Note that x and b are both well-scaled (i.e. their entries have comparable magnitudes). Your boss wants to know the second component of x. You solve the system of equations by
>> x=A\b
and find x(2)=mg_chemical=11.000. Now you want to know how many significant figures you should tell your boss. You know that the numbers in A are perfectly accurate (since you believe mass is conserved, and there are exactly 1000 mg in a gram.) However, the numbers in b are only known to 5 significant figures (that’s how good your balance is.) Now you can compute the approximate number of significant figures in x:
>> sigfigs = 5 - log10(cond(A))
or you could use the more detailed equations given in the textbook,
to get essentially the same result. What you find is that you can only
give your boss 2 significant figures, even though he gave you a 5-significant-figure
instrument. The poor experimental design in this example is using such
a heavy container: one would do much better by pouring the chemical into
a very light container with a weight comparable to or lighter than the
weight of the chemical. The way we are running the present experiment forces
us to subtract two larger numbers, a process which always kills off significant
figures.
If A*xcomputed?b, does that guarantee that xcomputed is close to xtrue?
The surprising answer, in NMM 8.3.4, is “NO!”. If cond(A) is large, all bets are off – in that case there are many different x’s which approximately solve the equation Ax=b. In some cases this is acceptable: you may not really care what x you use, as long as it approximately solves the equation. But sometimes, like the experimental example above, you really care what xtrue is; then poor conditioning is a disaster.
NMM 8.3.6 discusses how Matlab computes cond(A); if you are not curious
you should skip this section.
Ax = b
Aw = c
Av = d
and if A were a big matrix (say 1000x1000) we could save a lot of time by only computing U once, and by storing the operations that we are supposed to perform on the right hand side.
What Gaussian elimination is really doing is factoring A into two triangular matrices:
A = L*U where L is a lower triangular matrix. It is not hard to modify the algorithm so that you save L (as well as U). Once you have L and U, it is easy to solve the systems of equations:
Solve Ax=b by first solving
Ly=b for y
then solve
Ux=y for x.
For Aw=c, we just solve
Lq=c for q
And then solve
Uw = q for w.
At each stage you only need to solve a triangular system of equations, which is many times easier than solving a square system of equations. The details of the factorization procedure are given in NMM 8.4.; you don’t need to know all the details, but you do need to get the general idea.

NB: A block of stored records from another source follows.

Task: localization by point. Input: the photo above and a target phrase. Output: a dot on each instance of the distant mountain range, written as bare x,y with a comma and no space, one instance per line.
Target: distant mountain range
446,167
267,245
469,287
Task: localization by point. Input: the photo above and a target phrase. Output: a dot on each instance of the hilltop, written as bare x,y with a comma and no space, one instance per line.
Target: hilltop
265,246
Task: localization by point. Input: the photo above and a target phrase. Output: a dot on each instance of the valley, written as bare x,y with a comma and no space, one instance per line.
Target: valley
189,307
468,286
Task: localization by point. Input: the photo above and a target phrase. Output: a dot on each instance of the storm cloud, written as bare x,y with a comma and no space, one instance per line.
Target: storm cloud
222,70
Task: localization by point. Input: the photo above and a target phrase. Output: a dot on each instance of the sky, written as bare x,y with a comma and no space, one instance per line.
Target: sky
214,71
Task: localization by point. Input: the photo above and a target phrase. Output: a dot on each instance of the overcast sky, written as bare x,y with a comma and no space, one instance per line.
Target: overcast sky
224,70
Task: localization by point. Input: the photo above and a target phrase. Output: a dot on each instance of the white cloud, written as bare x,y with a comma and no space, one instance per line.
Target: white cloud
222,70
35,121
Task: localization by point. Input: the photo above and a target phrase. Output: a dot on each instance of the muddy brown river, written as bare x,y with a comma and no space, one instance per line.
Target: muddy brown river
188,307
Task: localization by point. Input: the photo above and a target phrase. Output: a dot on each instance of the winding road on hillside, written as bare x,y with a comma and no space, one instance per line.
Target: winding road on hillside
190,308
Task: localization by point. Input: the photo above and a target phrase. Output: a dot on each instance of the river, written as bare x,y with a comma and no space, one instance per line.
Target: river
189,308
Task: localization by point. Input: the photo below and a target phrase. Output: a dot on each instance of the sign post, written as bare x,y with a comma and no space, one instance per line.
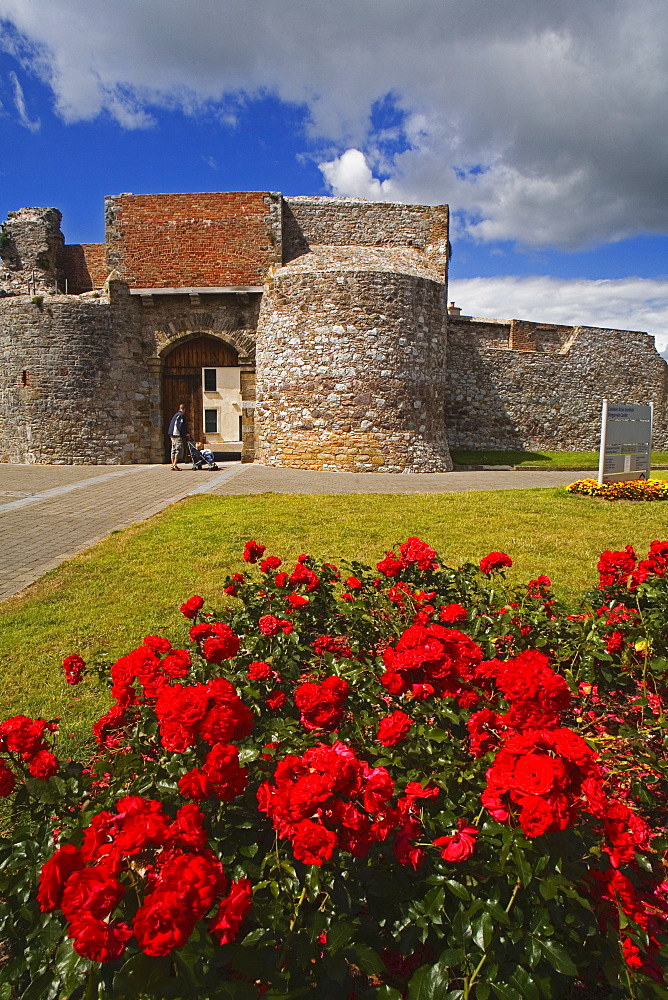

In reality, we will want to use partial pivoting to avoid dividing by zero or small numbers. So we will be permuting the rows of A and of b, and then finding the LU factors for the permuted A. In matrix language, we want to find P,L, and U given an A, where P is the correct permutation matrix (to avoid division by small numbers), and L and U are lower and upper triangular matrices:
P*A = L*U
Note that this L and U are different from what you would get without doing the row permutation, but they are the right ones for solving
P*A*x = P*b
Matlab provides a convenient LU factorization routine with partial pivoting:
>> [L,U,P] = lu(A)
You could use this to efficiently solve 2 similar systems of equations sequentially:
>> y = L\(P*b);
>> x = U\y;
>> q = L\(P*c);
>> w = U\q;
Matlab is smart enough to recognize that L and U are already triangular, so it will solve these equations very efficiently.
If you knew both b and c from the start, and you didn’t plan to ever use L and U again, you could do this a different way: catenate b and c into a single matrix, and solve both problems simultaneously. In Matlab you would do it this way:
>> B = [b c];
>> X = A \ B;
>> x=X(:,1);
>> y=X(:,2);
Either way works fine, for about the same CPU time, but the first method has the advantage that you store L, U, and P for future use. Matlab is so smart that you actually do not need to save P (it will do the permutations automatically), for details see the discussion of lu.m towards the end of NMM 8.4.1, and the summary of what the backslash operator does in 8.4.3
NMM 8.5 covers Nonlinear Systems of Equations, which is really a very different topic; we will come back to this later in the semester.